- Title page as it appeared in Orbit 4 (1968) edited by Damon Knight.
- Country: United States
- Language: English
- Genre: Science fiction

Publication
- Published in: Orbit 4
- Publication type: Hardcover
- Publisher: G. P. Putnam's Sons
- Media type: Print
- Publication date: 1968

= Passengers (short story) =

"Passengers" is a science fiction short story by American writer Robert Silverberg. It was nominated for the Hugo Award for Best Short Story 1970, and won the Nebula Award for Best Short Story in 1969.

==Background==
In the 1970 collection The Cube Root of Uncertainty, Silverberg wrote in the Introduction: "Grim tales include "Passengers" and "Sundance". It is told in the first person present tense.

==Publication history==
"Passengers" was first published in the 1968 book Orbit 4 edited by Damon Knight. It reappeared in The Best from Orbit (1975), The Best of Robert Silverberg, vol. 1 (1976), The Cube Root of Uncertainty (1970), Moonferns and Starsongs (1971), and Nebula Award Stories Five (1970).

==Plot summary==
The story is set in the year 1987. For three years, people on Earth have been subject to the will of the "Passengers"—intangible beings who usurp human bodies temporarily and without warning, and do nothing but play and cause havoc. People being "ridden" are ignored by others, and when they are freed, the experience, by social convention, is ignored by all. When the Passenger leaves the host body, the person is left with no memories of his time being ridden.
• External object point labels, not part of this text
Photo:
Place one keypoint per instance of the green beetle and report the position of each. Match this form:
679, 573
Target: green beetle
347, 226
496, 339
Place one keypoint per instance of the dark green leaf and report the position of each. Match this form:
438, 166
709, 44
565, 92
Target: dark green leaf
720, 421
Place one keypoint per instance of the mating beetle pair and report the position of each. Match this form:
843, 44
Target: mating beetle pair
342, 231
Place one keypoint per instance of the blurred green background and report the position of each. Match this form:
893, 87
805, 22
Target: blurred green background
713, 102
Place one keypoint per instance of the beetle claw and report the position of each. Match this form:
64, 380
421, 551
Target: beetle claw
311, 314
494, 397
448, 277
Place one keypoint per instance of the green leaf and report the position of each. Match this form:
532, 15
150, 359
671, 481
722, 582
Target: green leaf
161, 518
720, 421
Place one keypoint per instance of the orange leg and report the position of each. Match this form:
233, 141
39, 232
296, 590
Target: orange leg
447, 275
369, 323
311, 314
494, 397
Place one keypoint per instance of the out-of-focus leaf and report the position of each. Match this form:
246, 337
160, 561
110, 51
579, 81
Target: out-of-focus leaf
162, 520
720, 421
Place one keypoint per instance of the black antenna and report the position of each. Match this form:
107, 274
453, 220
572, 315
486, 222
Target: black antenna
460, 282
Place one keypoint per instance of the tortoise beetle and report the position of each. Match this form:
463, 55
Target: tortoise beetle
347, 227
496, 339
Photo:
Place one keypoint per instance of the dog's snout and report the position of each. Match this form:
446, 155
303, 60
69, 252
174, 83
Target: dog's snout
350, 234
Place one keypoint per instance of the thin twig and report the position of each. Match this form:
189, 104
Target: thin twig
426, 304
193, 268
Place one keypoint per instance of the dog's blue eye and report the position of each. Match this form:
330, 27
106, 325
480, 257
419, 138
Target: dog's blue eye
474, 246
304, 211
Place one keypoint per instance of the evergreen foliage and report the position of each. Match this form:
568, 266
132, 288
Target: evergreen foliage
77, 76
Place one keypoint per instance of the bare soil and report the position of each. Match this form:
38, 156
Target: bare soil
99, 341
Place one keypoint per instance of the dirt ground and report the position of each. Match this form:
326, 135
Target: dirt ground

The story is narrated by a man who wakes up after a three-day ride. Unusually, he recalls what has taken place: a random sexual encounter with a woman, also being ridden at the time. By chance, he encounters her just a few hours after her Passenger has left her. Fighting against the pervasive pessimism of the world (people tend to avoid relationships, as one can be taken by a Passenger at any moment), he tries to connect with his fellow victim. Just as he begins to win her trust, he is again taken by a Passenger and driven into a nearby bar, where he meets a man and leaves the bar with him.

==Reception==
In 1971, SF Commentarys Barry Gillam called it "Silverberg's best story to date." In 1972, Vectors John Bowles praised "[i]t is perfectly sustained, very carefully and well written [...], and is utterly inexorable."